甘いものに目がないリリデアナはチョコレートケーキに目を輝かせていた。
それにカイルは苦笑してしまう。
「んっ…。ケーキ……幸せ…」
ケーキを一口頬張ると、リリデアナは頬に手を当てた。
とろりと蕩けるような甘みが口いっぱいに広がる。
お菓子は正義だ。この時ばかりは、リリデアナは何も考えなくて済む。
クラウディオ家のことも。貴族界の息の詰まるようなやり取りも。たまに見てしまう嫌な場面も。
そして、あのニコラスのことも。
「あの、リリデアナ。相談があります」
「なんでしょう?」
リリデアナは嬉々として答えた。カイルが、自分を頼ってくれていることが嬉しかったのだ。
年上として、ここはきっちりと相談にのってあげたい。
「私には、好きな女性がいるのですが…、なかなか異性としては見てもらえないのです。何度アプローチをしたことか。それで、その方に異性として見てもらうにはどうしたら良いのでしょうか」
恋愛に疎いリリデアナは、考えた。
これまで、そういうことを考えたことがなかった。
しかし、これでリリデアナにはわかったことがあった。カイルが次々と縁談を断っている理由。
好きな女性がいるから。やはりヘレンなのだろうか。
彼はヘレンのエスコートをしているから、可愛いヘレンに恋をすることは不思議でもない。

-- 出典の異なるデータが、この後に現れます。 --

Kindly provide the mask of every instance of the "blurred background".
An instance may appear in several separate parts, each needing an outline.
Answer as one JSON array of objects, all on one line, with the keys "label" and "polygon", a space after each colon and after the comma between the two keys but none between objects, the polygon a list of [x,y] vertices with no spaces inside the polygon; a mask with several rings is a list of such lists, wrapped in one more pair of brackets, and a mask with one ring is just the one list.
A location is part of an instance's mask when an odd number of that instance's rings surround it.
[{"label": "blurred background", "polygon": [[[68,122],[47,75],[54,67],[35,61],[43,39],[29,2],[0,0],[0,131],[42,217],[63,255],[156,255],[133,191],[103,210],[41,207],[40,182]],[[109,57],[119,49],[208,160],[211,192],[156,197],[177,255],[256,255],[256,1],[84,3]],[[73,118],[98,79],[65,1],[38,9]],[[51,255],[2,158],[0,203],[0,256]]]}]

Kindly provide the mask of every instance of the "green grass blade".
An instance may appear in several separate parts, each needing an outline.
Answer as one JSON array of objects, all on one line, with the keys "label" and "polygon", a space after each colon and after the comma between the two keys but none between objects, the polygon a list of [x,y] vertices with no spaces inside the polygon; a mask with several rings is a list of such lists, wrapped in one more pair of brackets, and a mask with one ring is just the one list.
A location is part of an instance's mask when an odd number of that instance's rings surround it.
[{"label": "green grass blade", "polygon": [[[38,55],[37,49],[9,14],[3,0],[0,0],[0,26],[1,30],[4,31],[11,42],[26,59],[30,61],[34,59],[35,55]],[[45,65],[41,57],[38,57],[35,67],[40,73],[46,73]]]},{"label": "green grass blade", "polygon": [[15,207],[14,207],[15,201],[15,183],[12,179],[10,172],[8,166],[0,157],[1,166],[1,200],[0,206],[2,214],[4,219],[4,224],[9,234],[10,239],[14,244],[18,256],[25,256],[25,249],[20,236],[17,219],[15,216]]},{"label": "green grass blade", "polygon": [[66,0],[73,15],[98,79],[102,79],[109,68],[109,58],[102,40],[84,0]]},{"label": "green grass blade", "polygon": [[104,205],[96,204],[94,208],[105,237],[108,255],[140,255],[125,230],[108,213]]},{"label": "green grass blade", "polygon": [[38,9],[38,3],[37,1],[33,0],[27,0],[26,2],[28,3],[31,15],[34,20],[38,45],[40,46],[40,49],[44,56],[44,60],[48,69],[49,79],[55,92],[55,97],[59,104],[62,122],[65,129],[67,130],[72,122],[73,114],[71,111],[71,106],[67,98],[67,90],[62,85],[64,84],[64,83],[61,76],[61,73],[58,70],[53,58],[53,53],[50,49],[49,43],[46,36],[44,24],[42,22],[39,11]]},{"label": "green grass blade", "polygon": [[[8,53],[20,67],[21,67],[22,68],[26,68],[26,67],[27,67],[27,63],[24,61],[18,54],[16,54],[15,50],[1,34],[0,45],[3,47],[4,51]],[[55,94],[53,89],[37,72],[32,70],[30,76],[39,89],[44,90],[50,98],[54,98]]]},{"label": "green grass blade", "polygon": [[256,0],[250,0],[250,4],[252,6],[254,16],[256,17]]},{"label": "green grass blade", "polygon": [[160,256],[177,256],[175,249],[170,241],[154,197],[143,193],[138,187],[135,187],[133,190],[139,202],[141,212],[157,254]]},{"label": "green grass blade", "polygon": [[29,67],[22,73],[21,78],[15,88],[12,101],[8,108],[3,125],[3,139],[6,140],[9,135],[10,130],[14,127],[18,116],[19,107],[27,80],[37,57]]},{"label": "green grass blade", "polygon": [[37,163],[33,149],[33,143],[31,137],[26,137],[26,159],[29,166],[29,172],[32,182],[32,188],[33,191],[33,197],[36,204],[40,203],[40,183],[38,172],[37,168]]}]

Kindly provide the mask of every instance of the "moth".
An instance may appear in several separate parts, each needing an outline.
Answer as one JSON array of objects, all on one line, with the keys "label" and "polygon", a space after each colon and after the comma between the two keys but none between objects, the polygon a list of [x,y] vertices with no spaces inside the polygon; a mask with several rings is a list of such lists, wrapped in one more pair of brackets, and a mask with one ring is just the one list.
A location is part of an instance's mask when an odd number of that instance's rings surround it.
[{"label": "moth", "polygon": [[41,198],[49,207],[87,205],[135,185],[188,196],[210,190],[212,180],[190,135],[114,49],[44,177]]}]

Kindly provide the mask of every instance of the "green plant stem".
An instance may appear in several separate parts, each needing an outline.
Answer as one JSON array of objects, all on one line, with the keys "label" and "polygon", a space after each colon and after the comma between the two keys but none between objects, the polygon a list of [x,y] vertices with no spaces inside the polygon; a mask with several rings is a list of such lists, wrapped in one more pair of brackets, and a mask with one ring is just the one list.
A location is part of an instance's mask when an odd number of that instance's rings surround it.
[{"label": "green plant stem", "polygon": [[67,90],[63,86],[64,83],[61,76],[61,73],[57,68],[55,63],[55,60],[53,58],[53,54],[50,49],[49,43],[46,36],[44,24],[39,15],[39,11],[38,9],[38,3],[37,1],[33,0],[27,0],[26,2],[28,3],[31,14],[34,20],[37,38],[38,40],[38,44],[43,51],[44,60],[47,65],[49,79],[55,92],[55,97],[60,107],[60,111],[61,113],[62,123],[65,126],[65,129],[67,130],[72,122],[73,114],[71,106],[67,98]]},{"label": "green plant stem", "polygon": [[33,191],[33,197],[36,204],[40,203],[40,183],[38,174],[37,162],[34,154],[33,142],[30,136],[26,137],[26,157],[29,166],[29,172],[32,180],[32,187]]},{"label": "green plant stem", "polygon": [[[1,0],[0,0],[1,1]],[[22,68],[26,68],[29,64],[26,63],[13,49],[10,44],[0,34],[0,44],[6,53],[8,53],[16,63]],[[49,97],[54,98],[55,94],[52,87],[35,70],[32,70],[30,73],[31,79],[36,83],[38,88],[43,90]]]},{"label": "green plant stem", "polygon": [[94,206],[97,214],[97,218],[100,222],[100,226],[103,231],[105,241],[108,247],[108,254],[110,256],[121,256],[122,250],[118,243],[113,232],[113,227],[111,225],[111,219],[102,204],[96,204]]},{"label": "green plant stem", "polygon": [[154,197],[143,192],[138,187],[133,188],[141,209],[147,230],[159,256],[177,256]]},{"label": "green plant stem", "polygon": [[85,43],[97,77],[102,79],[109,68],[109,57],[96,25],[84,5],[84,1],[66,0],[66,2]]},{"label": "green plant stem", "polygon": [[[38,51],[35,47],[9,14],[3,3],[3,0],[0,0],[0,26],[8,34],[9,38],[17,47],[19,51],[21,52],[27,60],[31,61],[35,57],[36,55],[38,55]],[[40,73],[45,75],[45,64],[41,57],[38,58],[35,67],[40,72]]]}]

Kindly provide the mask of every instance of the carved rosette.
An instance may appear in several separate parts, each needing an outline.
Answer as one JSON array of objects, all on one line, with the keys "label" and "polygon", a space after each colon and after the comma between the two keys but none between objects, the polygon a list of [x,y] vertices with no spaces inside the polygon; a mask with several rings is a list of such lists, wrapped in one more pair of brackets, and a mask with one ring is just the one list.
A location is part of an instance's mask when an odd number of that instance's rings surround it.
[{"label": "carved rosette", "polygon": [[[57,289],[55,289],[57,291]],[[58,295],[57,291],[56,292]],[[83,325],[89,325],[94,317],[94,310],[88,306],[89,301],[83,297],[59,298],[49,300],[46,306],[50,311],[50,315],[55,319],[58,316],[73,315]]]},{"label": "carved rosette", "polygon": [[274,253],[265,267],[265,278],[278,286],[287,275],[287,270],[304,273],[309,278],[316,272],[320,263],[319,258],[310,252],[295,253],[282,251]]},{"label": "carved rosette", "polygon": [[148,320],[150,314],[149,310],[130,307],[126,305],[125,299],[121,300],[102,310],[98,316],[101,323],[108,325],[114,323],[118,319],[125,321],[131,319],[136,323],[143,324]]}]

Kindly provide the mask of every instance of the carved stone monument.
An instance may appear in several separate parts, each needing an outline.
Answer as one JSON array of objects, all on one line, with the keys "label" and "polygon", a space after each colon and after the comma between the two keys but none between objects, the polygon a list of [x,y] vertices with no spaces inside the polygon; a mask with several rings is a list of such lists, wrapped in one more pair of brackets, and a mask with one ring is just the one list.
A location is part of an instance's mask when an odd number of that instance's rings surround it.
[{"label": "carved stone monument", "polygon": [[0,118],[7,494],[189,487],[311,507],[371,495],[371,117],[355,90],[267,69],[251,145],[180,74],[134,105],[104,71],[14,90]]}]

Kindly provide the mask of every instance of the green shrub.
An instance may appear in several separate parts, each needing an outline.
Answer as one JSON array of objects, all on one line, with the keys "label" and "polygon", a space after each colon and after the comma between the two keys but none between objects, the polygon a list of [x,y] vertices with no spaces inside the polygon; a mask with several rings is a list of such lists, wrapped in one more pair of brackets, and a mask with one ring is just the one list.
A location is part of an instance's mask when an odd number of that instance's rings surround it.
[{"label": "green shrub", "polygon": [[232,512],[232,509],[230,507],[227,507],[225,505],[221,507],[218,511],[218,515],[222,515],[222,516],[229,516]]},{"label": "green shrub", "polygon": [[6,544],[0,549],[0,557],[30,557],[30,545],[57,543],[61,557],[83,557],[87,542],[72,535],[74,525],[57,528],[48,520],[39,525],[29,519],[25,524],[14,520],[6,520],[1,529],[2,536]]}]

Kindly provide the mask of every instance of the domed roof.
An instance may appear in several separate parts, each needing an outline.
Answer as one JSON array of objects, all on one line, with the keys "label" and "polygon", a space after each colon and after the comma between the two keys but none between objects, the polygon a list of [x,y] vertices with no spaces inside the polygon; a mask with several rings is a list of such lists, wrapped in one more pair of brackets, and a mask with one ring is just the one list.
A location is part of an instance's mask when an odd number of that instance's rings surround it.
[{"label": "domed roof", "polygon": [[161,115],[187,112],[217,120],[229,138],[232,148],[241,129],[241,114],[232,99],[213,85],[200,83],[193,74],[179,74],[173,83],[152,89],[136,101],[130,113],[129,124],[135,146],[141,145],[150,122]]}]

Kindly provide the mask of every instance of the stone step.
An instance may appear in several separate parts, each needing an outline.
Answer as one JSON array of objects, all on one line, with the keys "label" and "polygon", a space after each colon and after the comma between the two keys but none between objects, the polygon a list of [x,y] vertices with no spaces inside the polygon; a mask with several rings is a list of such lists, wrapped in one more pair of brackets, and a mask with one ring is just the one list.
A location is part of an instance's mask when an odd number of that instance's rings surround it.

「もっともっと、アプローチをした方が良いのではないでしょうか。相手に異性として見てもらえるような、アプローチを」
そうしたら、あの男タラシのヘレンでも、カイルのことを意識し始めるだろう。
リリデアナはカイルの好きな人はヘレンだと決め付けていた。
「……頑張ります」
「頑張ってください!応援してます」
クスッとリリデアナは笑った。
大好きな家族を応援したい。そんな気持ちでいっぱいだったのだ。